Regardless of your leanings, many articles have something useful to say, if you can cut past the bias.  But how?

Let’s take a look at an example.  And, needing an example of obvious bias, we turn to the reliably biased (far-left) Slate and their helpful article, “Quarterback Statistics That May or May Not Be Referenced in Pending Grievances.”

Misrepresenting the Facts

The trick to recognizing bias is in finding other data that is misrepresented or lied about.  “If the glove doesn’t fit, you must acquit“… once you have found any evidence of bias, you should assume everything else is misrepresented.  The source has already impugned itself.

Right off the bat, paragraph 3, Slate states:

NFL team owners will have to convincingly prove that Kaepernick simply doesn’t belong on an NFL roster due to his abilities (or, more appropriately, lack thereof).

This isn’t correct.  The NFL is innocent until proven guilty, and the anti-collusion article (Article 17) is very specific as to what constitutes collusion.  Proving collusion requires proving violation of:

No Club, its employees or agents shall enter into any agreement, express or implied, with the NFL or any other Club, its employees or agents to restrict or limit individual Club decision-making as follows:

In other words, Kaepernick does not have a right to be signed; he must prove that others communicated and agreed to not sign him.

This is the smoking gun.  The author’s credibility has been impugned by the falseohold (that the owners must prove something.)

Ignoring some facts in favor of others

The author lists some quarterback stats from the previous Sunday… Jay Cutler, Brett Hundley, DeShone Kizer, Eli Manning and Alex Smith… implying that Kaepernick is better.

Let’s leave aside the implication that Colin Kaepernick is better than Eli Manning, recipient of multiple Super Bowl MVP awards.

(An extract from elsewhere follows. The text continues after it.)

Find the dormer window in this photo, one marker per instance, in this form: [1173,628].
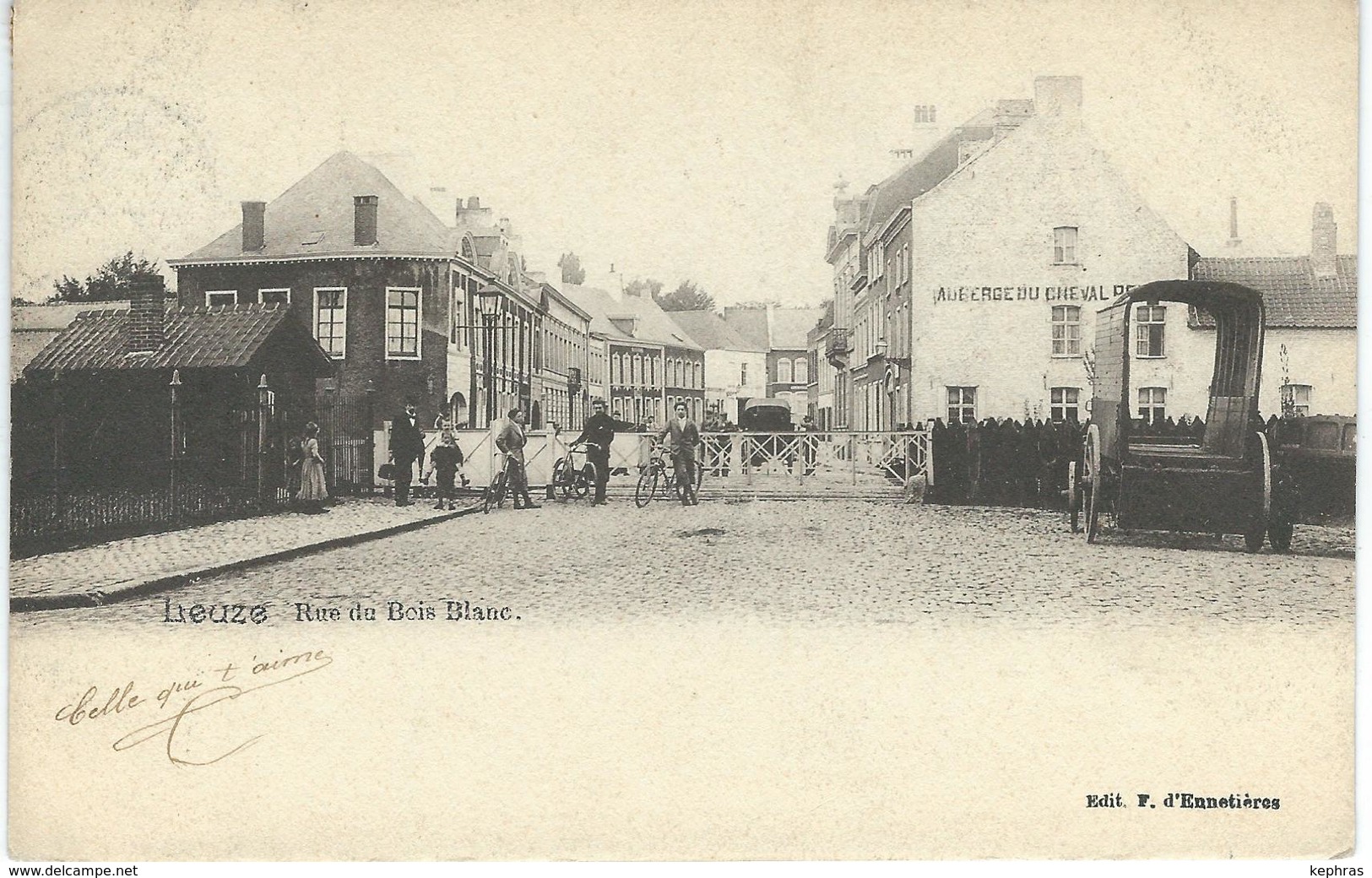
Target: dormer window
[1065,245]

In the last two seasons Kaepernick played, his record was 3 wins, 16 losses.  He had the lowest record of any rated quarterback for 2016, at 0.091% in 2016.  (Average was was around 0.53%, due to other players who only played a few games, but unlike Kaepernick, won theirs.)  None of the other Q.B.s Slate compared Kaepernick to have such a consistent record.

Other Examples

From CBS Sports: As Geragos noted, he plans to request a deposition of McNair, which could potentially force the Texans owner to explain why he didn’t sign the best free agent quarterback available. 

Looking at his last two seasons, Kaepernick was the worst in several categories, and compiled an amazingly bad record.  Had the author (John Breech) instead written:

As Geragos noted, he plans to request a deposition of McNair to explain why he chose Matt McGloin over Colin Kaepernick for quarterback given Kaepernick’s superior mobility.

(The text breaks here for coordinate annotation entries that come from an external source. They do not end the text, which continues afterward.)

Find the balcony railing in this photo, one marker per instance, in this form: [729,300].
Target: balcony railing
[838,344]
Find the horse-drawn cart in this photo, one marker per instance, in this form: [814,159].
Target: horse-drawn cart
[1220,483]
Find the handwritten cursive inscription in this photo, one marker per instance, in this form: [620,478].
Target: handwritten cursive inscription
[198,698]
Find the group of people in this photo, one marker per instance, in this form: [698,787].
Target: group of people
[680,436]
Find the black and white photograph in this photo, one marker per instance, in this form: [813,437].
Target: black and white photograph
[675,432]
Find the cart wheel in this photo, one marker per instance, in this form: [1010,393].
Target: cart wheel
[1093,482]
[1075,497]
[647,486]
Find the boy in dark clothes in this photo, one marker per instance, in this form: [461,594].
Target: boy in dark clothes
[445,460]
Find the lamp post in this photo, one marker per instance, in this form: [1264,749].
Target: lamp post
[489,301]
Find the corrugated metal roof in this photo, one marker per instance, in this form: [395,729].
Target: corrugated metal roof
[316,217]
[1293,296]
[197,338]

We would have had a solid argument (mobility, matching the Texans’ game) and another fact (it was McGloin signed over Kaepernick), with less posturing.

McNair didn’t make himself many friends with his comment about not wanting the inmates running the asylum.  Which was a literary reference,  but society being what it is today, was read as a variety of insults instead.  Consequently much of the media considers McNair in need of redemption , and is pretty open that such pennance is a primary reason McNair should have hired Kaepernick.

But, again, that is the definition of bias.  The goal of the owner is to make money, which is done by generating ticket sales and ratings, not to pleasing sports writers.